Among the burdens contributing to physicians feeling like they lack autonomy: “cumbersome, inefficient” electronic health record systems; increased reporting requirements; and hectic, irregular schedules.
“There is a general sense of loss of meaning [to the work],” she told NPR.
In an editorial that accompanied the Annals of Internal Medicine study about physician burnout costs, Dr. Edward Ellison, co-CEO of Permanente Federation, pointed out that “physicians find practicing medicine harder than ever because it is harder than ever.”
When almost everything a health care provider does is being monitored, rated, and reported, and the time spent on paperwork and sitting in front of a computer is increasing disproportionately to the time spent with patients, how do we expect physicians to feel?
Physician burnout is just one of the growing pains of larger healthcare practices like hospitals.
Can physician burnout be avoided?
The reasons physicians end up feeling burnout are abundant and complex, but physicians who have managed to avoid it wield their own burn-out evading techniques. Perhaps there are ways to change the course of this increasing burnout trend.
In the Jewish Journal, Dr. Albert Fuchs MD responds to the NYT op-ed, explaining why he has never felt burnt out. While Dr. Ofri’s NYT op-ed looks to administrators to fix the system, Dr. Fuchs has a simpler suggestion to avoid physician burnout.
He writes, “Unhappy doctors and new trainees should go where the happy doctors are – into private practice. Our practice has three physicians, two employees and zero administrators. We three have chosen an EMR that we actually enjoy using (appropriately named Elation). We are in control of our own schedules. We balance our work and our lives. We are directly responsible for our patients.”
Drawing from his own experience. Dr. Fuchs suggests that medical training should also teach the basics of running a business as a solution to burnout.
“I quickly learned that running the business is integral to patient care. Hiring excellent staff, deciding on which insurance contracts to accept, making sure the appointments are long enough, and myriad other administrative details directly determine the care I deliver in the exam room,” he wrote. “I became an employee under the assumption that these details would be executed well, and that the administrators’, doctors’ and patients’ interests all aligned. I quit my job and went into private practice when I saw that this wasn’t so.”
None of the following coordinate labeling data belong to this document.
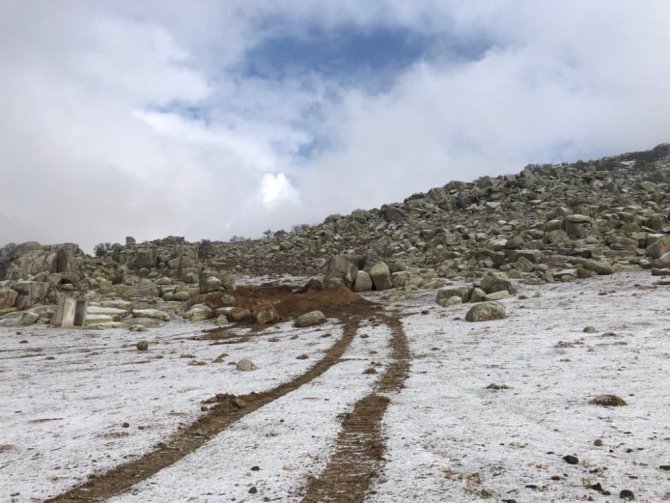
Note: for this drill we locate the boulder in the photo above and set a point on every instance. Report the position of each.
(401, 279)
(264, 314)
(663, 261)
(238, 314)
(30, 293)
(340, 268)
(209, 284)
(310, 319)
(486, 311)
(245, 365)
(447, 292)
(7, 298)
(153, 314)
(659, 248)
(381, 276)
(146, 258)
(495, 282)
(198, 312)
(363, 282)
The increasing attention on physician burnout comes at a time when the percentage of solo practice physicians are falling while employment grows at hospitals and very large practices, according to the 2018 AMA Physician Practice Benchmark Survey report. It isn’t a coincidence. Research studies have actually shown that physicians in solo or small practices are less likely to burn out and more likely to develop deeper relationships with their patients. A study published in the Journal of the American Board of Family Medicine found that only 13.5 percent of providers who work in small, independent private practices felt burnt out.
Maybe one solution to burnout simply to learn to work in smaller practices. While it isn’t an easy feat to run a small or solo practice, it comes with the autonomy that bigger practices simply can’t give. In smaller practices, for example, physicians can choose the EHR systems that align with the goals and processes of their practice. After all, the point of autonomy is to be able to make smart choices around technology, about the systems put in place to aid the work, about the people you work with, and how to optimize patient care.